44 On 27 June 2022, the day before the second case management hearing, Mr Dunstan filed lengthy and detailed written submissions concerning his interlocutory application, despite not having been ordered or granted leave to do so.
45 The case management hearing on 28 June 2022 was fairly lengthy. Mr Dunstan made lengthy and detailed submissions in opposition to the orders sought by the respondents and in support of the proposition that the Court should order the Commonwealth or the Commissioner of Taxation to produce for inspection an unredacted copy of the notes of Dr Molineux and various associated documents prior to the hearing of the respondents' summary judgment application. Counsel for the respondents also made lengthy submissions as to why the Court should not order the documents sought by Mr Dunstan to be produced prior to the hearing of the summary judgment application and, if it comes to it, the close of pleadings and the joinder of issue in the proceeding.

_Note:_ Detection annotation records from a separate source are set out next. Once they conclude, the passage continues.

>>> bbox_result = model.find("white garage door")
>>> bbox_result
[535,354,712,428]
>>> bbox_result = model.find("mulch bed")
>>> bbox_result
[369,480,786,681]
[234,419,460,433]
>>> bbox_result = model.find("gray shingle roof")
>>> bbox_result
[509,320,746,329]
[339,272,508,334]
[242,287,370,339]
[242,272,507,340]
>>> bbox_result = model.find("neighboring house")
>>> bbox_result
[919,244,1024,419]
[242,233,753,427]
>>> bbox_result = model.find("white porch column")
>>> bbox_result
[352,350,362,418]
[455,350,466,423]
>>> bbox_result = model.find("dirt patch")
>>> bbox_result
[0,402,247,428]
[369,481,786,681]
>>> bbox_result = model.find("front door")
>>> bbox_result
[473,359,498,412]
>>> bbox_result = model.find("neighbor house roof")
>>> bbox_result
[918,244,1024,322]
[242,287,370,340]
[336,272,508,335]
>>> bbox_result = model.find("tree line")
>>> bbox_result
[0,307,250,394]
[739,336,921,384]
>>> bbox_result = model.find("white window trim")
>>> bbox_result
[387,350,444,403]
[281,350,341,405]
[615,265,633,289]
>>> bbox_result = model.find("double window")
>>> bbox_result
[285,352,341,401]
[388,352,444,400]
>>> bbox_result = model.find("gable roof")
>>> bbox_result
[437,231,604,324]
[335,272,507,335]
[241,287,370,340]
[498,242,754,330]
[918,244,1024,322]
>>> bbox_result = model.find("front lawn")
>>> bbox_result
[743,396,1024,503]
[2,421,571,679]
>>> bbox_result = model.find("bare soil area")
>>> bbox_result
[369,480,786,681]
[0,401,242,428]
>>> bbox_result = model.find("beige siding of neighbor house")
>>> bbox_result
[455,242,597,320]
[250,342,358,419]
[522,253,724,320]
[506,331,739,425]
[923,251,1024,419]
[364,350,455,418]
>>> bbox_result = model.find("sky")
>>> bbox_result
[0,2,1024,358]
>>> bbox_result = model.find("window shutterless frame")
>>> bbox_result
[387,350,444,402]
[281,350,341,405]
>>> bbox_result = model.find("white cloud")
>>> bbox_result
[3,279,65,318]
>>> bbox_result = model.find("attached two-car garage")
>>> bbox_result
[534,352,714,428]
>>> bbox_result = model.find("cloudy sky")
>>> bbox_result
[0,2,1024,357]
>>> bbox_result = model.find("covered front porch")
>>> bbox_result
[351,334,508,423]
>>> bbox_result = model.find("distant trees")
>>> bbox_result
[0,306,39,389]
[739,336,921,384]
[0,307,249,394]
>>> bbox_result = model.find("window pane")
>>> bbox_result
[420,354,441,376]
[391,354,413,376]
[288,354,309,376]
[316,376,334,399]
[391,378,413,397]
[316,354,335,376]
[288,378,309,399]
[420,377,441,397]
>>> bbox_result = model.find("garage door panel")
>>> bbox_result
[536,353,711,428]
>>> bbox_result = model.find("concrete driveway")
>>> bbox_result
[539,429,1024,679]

46 It was readily apparent that there was a considerable overlap between the issues that arose in respect of the parties' competing interlocutory applications. It was also readily apparent that the issues were complex and not able to be properly considered and dealt with at very short notice in the context of a case management hearing. Having heard the competing submissions of the parties, I made orders the general effect of which was to list the two interlocutory applications for hearing on 20 September 2022 and to provide for the filing of evidence and submissions in respect of those applications. It was made abundantly clear that I would hear Mr Dunstan's production application first. If I decided to make orders requiring production of the relevant documents, I would then give Mr Dunstan time to inspect the documents and consider his position in relation to the hearing of the respondents' summary judgment application, including whether he wanted to apply for an adjournment of the hearing of the interlocutory application so as to give him more time to consider his position.
47 On 27 July 2022, Mr Dunstan filed the recusal application. The circumstances surrounding the listing of the hearing of the recusal application were discussed earlier. For the reasons given earlier, Mr Dunstan's application for me to recuse myself has been determined on the papers.